Equity Income

Equity Income

Equities
The Strategy delivered a solid performance in the three months to the end of September.  Asset allocation was a tailwind, since the portfolio maintained a sizable underweight in the UK, one of the weakest major markets in Q3.  There was no particular theme behind this underperformance, just what appeared to be a general lack of excitement about UK-listed companies.  Energy names were a small bright spot, supported by the ongoing recovery in the underlying commodity.  Financials were sluggish, with Barclays being a notable laggard, despite activist interest in the name.  Within Utilities, Scottish and Southern profit warned on the back of dry weather, poor renewable conditions and high gas prices (all are transitory factors), while National Grid remained relatively resilient.  Telecoms were polarised as BT gained over 8% in total return terms in Q3, but Vodafone came under pressure on the back of dividend concerns and operational headwinds.  The US was one of the best performing markets globally, reflecting strength of the country’s economic growth.  There were some impressive risers in the quarter – Eli Lilly (+25% in total return terms), Delta Airlines (+18%), HP Inc and Cisco (+15% each), and Financials.
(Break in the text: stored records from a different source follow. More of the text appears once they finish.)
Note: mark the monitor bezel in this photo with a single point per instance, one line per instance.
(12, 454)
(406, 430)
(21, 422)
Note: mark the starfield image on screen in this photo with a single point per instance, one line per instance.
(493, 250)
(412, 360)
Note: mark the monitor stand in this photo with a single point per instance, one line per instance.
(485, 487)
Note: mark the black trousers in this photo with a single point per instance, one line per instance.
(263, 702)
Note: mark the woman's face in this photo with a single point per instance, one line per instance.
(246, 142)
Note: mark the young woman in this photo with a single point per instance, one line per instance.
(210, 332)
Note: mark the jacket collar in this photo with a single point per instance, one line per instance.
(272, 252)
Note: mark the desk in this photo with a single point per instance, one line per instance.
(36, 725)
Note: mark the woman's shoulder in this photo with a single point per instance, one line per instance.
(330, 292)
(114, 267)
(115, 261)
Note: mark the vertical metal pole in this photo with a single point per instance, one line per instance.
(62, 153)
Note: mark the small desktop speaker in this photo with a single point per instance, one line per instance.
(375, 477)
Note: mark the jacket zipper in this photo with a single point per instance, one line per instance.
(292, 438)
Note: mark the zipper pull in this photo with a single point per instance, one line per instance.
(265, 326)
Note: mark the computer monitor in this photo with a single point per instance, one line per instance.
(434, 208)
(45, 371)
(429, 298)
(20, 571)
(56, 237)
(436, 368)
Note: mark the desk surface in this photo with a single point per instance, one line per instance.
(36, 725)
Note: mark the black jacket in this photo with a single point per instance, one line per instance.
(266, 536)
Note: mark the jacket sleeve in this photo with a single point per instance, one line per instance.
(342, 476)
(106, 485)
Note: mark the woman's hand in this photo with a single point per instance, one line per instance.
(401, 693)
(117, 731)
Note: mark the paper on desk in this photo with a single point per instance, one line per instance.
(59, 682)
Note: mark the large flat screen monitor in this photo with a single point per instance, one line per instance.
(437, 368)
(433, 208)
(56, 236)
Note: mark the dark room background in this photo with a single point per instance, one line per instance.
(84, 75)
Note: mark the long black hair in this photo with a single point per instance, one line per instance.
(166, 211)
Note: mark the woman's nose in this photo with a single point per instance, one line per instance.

Collectively these stocks more than offset falls in Broadcom (in reaction to a surprise acquisition announcement) and Western Digital (the semiconductor industry de-rating on the back of weak pricing and recessionary fears).  Performance of European names within the Strategy was well ahead of the main index, with particular strength coming from Pharma Stocks (Novartis and Roche) and Energy (Total and Eni). Emerging markets were also ahead as the Funds held were underweight glamour growth stocks, which were disproportionately hit by trade war rhetoric. On the contrary, Japanese exposure was slightly behind.

Currency
On a trade weighted basis Sterling fell a little under 1% over the past three months.  The moves in Sterling continue to be driven by the strength or weakness of the US Dollar, as the wide interest rate differential favours America’s currency.  As the Brexit clock ticks down towards the exit day in March, we are likely to see further volatility in Sterling no matter the outcome – down towards parity against the Dollar if it is a “hard Brexit” and a strong rally above $1.40 if a benign Brexit agreement is duly struck.